REPUBLIKA.CO.ID, BETHLEHEM -- Wakil Presiden AS, Joe Biden mendarat di Tel Aviv untuk menemui Perdana Menteri Israel, Benyamin Netanyahu, Rabu (9/3). Kunjungan Biden ini setelah Netanyahu membatalkan pertemuannya dengan Obama karena perbedaan pandangan Presiden AS tersebut.
Dalam pertemuan dengan Netanyahu ini, Biden menegaskan komitmen dukungan AS kepada Israel. Namun Biden mengingatkan Israel tidak bisa menghentikan aksi kekerasan Palestina dengan kekuatan senjata.
"Jenis kekerasan yang kita lihat kemarin, adalah kegagalan kita menghukumnya, retorika yang kembali menghasut kekerasan demi kekerasan harus berhenti," kata Biden yang mengkritik Presiden Palestina Mahmoud Abbas dan Fatah, dilansir dari Maan News, Rabu.
Biden menuduh kepemimpinan Abbas telah menghasut kekerasan baru yang kembali terjadi pada warga Palestina. Ia pun meminta Palestina menghentikan hasutan ini, dan meminta Israel tidak membalas dengan kekerasan fisik kembali.
Kunjungan Biden dilakukan setelah Netanyahu secara sepihak membatalkan pertemuannya dengan Obama di Gedung Putih. Media Israel menuduh Gedung Putih tidak bisa mengatur pertemuan Netanyahu dan Obama.
Namun pihak Gedung Putih membantah hal ini. Sekretaris Media Gedung Putih, Jon Earnest pada Selasa membatah aksi Netanyahu ini bagian dari penghinaan terhadap AS. Earnest beralasan batalnya pertemuan ini karena ini hanya persoalan penjadwalan.
Earnest menambahkan kunjungan Biden ini bukti akan tetap memperkuat hubungan AS dan Israel. Tapi ditegaskan dia, Biden tidak dalam rangka menegosiasikan bantuan militer AS untuk Israel. Karena bahasan ini akan menimbulkan kontroversi di kedua belah pihak dalam beberapa bulan terakhir.
Walaupun media Israel menyebut Netanyahu mendorong Biden agar menandatangani kontrak baru untuk bantuan militer, yang sempat gagal pada Februari lalu. Namun Netanyahu menegaskan bila Obama tetap tidak ingin menandatangani kontrak baru bantuan militer ke Israel, ia akan menunggu terpilihnya presiden AS yang baru akhir tahun ini.
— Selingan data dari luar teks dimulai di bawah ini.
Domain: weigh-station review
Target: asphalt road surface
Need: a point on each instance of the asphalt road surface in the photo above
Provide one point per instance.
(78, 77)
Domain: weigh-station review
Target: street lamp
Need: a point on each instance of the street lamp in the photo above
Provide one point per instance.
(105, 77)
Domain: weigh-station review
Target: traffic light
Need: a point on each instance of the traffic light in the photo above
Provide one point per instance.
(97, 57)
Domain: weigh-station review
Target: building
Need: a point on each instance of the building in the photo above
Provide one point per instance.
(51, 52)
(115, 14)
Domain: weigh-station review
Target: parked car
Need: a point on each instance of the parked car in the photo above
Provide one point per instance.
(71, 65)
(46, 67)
Israel memina bantuan militer senilai 5 miliar dolar AS kepada Obama, jauh melebihi kesepakatan 3 miliar dolar AS yang telah disetujui hingga akhir 2018. Namun jumlah ini menimbulkan perselisihan diantara Obama dan Netanyahu, yang membawa perselisihan ini ke jalur diplomatik. Walau demikian, Israel tetap merupakan negara nomor satu penerima bantuan militer AS terbesar.